Pineapple film provokes worldwide interest

14 Oct 2010

The film Pineapples: luxury fruit, at what price? launched at the beginning of October has provoked widespread interest and debate.

International coverage

With sustained coverage in The Guardian and over 20,000 hits on the video during the first week, the film Pineapples: luxury fruit, at what price? has sparked widespread comment and debate internationally. For example:

News of the study and film have been picked up from one blog to another, such as on Development Blogs

The Guardian's own Poverty Matters Blog includes reader commentary. Plus, Felicity Lawrence talks about the reaction to the film and investigation into the pineapple industry in Costa Rica. Where do the profits go?
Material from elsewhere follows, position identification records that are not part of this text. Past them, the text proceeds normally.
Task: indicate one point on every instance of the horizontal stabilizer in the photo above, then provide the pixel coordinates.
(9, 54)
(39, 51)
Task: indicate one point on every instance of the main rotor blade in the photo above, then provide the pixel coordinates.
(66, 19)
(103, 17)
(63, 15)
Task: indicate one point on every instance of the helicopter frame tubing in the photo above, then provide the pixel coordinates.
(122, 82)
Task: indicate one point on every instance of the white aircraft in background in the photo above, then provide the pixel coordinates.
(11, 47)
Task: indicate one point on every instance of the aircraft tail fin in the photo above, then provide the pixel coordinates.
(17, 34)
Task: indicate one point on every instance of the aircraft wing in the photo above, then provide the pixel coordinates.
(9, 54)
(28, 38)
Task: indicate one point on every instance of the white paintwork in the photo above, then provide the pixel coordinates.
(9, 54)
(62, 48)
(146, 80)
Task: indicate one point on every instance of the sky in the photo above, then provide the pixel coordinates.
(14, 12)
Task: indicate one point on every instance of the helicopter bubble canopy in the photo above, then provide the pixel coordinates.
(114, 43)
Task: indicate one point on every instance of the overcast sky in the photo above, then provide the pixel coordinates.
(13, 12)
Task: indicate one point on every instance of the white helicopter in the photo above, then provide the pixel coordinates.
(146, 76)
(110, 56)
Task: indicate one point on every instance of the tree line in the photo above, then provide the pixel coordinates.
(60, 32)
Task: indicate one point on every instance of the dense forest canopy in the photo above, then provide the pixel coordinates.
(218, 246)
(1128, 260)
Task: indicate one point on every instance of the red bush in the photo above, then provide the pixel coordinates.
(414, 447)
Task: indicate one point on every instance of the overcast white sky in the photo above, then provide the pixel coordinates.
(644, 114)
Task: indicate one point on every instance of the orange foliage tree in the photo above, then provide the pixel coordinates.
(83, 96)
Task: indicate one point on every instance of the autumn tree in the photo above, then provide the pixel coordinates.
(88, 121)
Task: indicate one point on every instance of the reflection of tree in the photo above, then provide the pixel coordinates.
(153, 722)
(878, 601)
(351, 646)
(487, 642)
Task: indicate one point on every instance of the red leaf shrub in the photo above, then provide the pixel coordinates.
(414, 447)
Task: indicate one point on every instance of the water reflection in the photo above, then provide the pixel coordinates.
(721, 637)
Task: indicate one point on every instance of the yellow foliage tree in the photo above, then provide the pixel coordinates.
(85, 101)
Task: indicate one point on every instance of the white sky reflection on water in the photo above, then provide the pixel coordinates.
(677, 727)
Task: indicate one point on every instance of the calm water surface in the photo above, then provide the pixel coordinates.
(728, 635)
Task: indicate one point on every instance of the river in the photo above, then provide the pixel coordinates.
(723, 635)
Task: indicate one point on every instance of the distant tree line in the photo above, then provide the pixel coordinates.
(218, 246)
And the pesticide perspective in Spanish from Latin America on RAP-AL.

Industry response

All companies named in the film were given an opportunity to respond to the content of the film before it was completed and responses that were received were taken into account.

Both Fyffes and Dole have responded in the industry press (pdf).
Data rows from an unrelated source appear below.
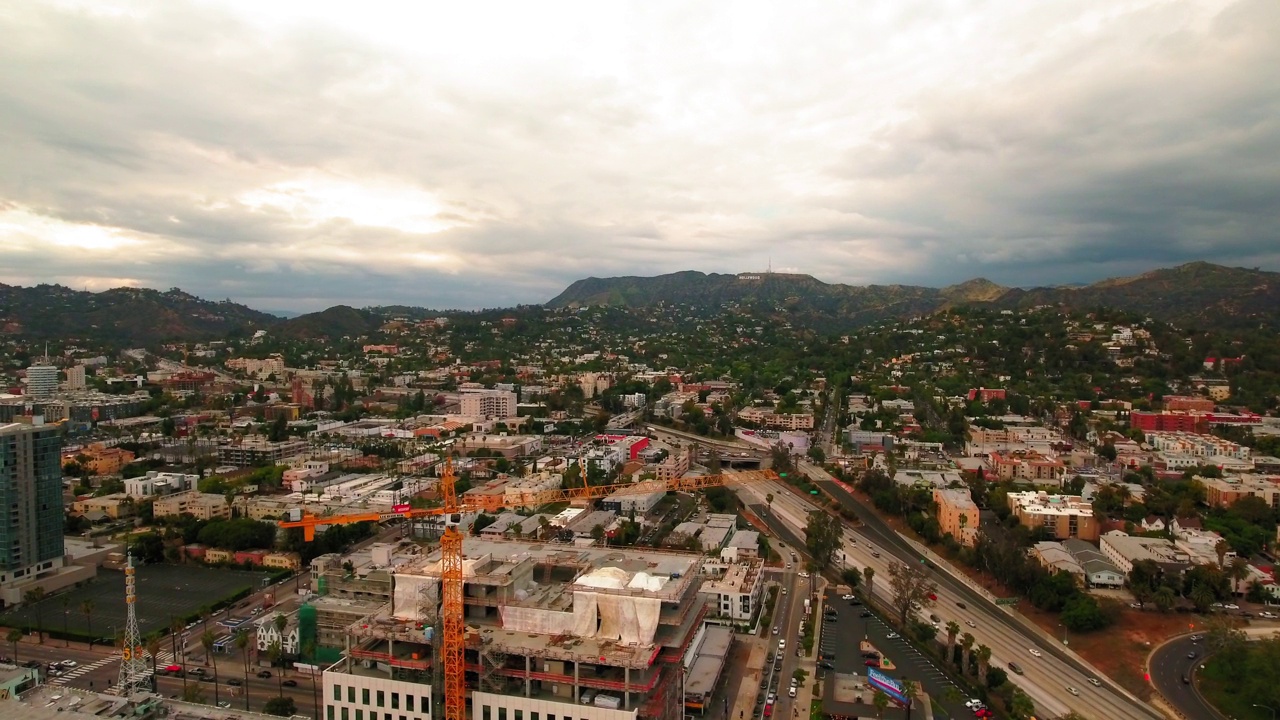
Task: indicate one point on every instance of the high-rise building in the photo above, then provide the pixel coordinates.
(31, 495)
(41, 381)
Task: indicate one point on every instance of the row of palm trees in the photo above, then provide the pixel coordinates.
(982, 656)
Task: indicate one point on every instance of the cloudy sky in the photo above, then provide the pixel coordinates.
(296, 155)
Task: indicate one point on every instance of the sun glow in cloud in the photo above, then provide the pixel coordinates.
(318, 199)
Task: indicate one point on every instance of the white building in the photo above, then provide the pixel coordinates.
(488, 404)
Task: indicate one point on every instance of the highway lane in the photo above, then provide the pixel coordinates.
(1045, 678)
(1170, 666)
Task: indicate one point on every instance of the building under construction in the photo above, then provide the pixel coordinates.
(553, 632)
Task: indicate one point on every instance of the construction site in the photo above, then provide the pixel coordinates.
(552, 630)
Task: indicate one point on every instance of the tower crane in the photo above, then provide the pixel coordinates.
(452, 639)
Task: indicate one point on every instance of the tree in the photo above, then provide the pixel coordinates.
(967, 647)
(280, 706)
(909, 583)
(14, 637)
(32, 597)
(983, 656)
(242, 645)
(822, 538)
(881, 701)
(206, 641)
(853, 577)
(1201, 596)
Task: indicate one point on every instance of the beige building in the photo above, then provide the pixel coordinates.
(958, 515)
(200, 505)
(1065, 515)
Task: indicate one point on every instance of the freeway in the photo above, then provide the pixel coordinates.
(1046, 678)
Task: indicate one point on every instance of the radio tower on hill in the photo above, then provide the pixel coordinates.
(133, 662)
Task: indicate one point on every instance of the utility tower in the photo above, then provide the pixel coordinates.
(135, 675)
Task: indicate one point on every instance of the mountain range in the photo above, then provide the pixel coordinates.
(1191, 295)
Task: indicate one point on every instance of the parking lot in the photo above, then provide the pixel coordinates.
(845, 634)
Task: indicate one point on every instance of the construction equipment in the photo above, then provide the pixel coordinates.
(451, 550)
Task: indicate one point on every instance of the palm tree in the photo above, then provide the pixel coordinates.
(881, 701)
(983, 664)
(273, 654)
(154, 650)
(206, 639)
(967, 643)
(14, 637)
(32, 597)
(87, 609)
(952, 630)
(176, 627)
(242, 645)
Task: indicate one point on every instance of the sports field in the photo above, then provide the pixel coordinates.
(163, 592)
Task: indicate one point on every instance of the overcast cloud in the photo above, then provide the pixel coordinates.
(478, 154)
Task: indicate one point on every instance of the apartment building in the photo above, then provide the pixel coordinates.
(200, 505)
(259, 451)
(1065, 515)
(735, 588)
(958, 514)
(488, 404)
(1224, 492)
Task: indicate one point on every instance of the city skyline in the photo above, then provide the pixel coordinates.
(300, 156)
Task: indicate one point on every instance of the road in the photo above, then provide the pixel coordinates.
(1046, 678)
(1169, 666)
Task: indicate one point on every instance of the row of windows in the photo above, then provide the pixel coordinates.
(346, 714)
(380, 701)
(485, 714)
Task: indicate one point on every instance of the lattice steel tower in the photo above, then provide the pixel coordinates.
(135, 675)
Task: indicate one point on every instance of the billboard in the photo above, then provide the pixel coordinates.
(888, 686)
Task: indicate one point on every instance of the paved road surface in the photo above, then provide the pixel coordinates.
(1046, 678)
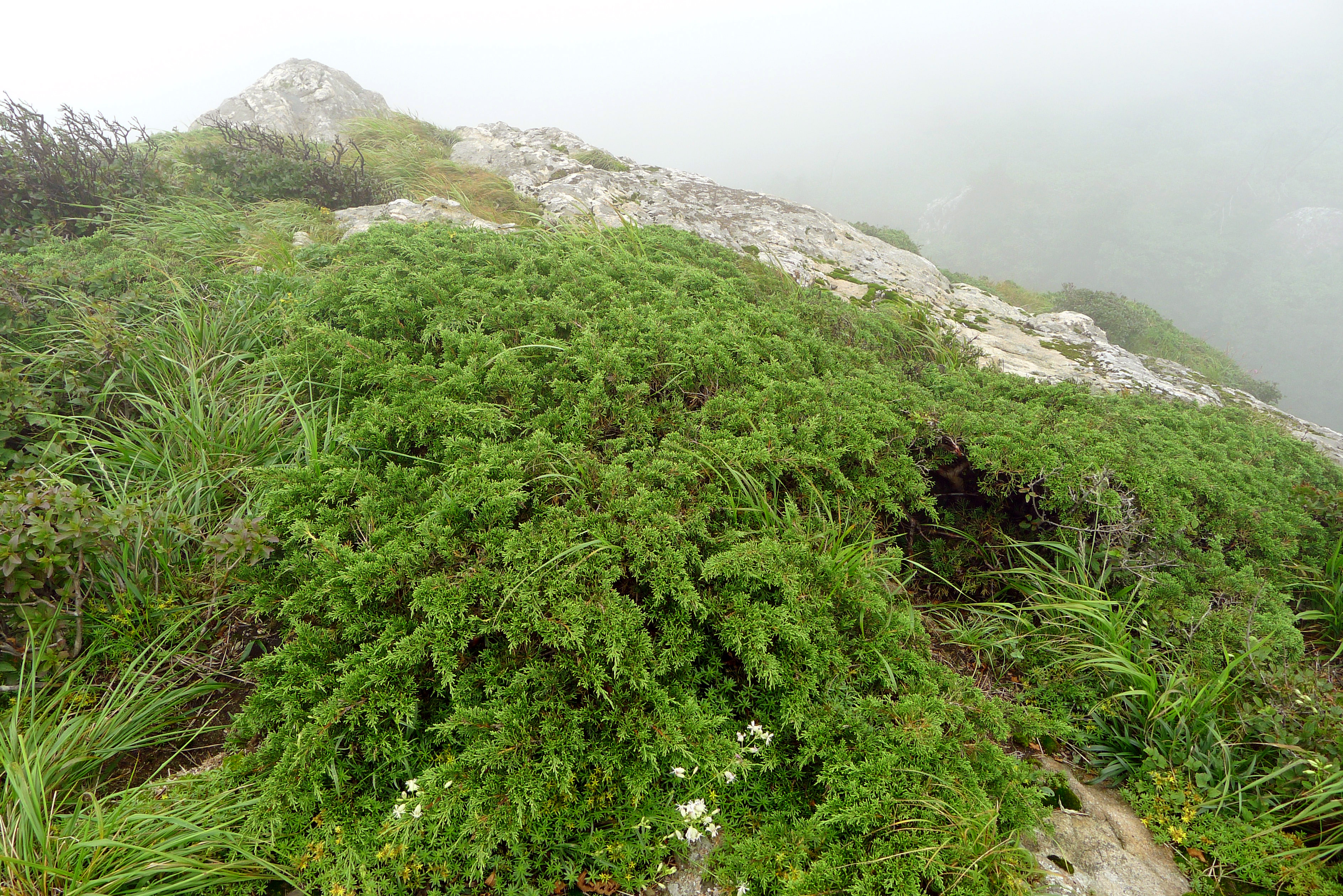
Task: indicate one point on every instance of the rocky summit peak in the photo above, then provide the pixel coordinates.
(299, 97)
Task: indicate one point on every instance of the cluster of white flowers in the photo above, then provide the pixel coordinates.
(758, 735)
(399, 809)
(696, 813)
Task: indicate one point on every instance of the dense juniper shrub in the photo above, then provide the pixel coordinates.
(250, 164)
(61, 178)
(611, 526)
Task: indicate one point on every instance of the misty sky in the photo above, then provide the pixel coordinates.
(869, 111)
(758, 95)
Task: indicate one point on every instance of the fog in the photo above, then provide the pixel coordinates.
(1158, 150)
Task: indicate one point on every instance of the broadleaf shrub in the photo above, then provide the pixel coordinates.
(253, 164)
(62, 178)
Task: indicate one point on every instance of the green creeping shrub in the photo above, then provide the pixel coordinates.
(605, 510)
(606, 537)
(1223, 852)
(898, 238)
(252, 164)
CANAPEP (The National Chamber of Producers and Exporters of Pineapple in Costa Rica) pointed to their own efforts at improvements, however Consumers International (CI) believes that much more still needs to be done.

Overall, amid claims of misinformation, the industry has yet to fully acknowledge the evidence of the current problems uncovered by this investigative documentary.

Reaction in Costa Rica

Within Costa Rica, wide press coverage prompted public expressions of support in parliament and from civil society including Friends of the Earth, Costa Rica. Academics from the University of Costa Rica, who have in the past called for a national moratorium on the expansion of new pineapple plantations given the 'widespread pattern of pollution and exploitation' within the pineapple industry also voiced their support.

Continued exposure in Europe

In coming months, CI member organisations in Belgium, Denmark, France, Greece, Poland, Spain and beyond will promote the film through their national public campaigns.

Pineapples: luxury fruit, at what price? was also shown at a meeting on sustainable consumption in Brussels organised by the Belgian Presidency, and footage featured on TV4 business news in Sweden.

What next?

The purpose of this documentary is to contribute to tangible improvements in the future. We are calling for inclusive dialogue within the Costa Rican pineapple supply chain to address the social and environmental issues illustrated by the film. Together with our European members we will continue to look to leading retailers to play their part.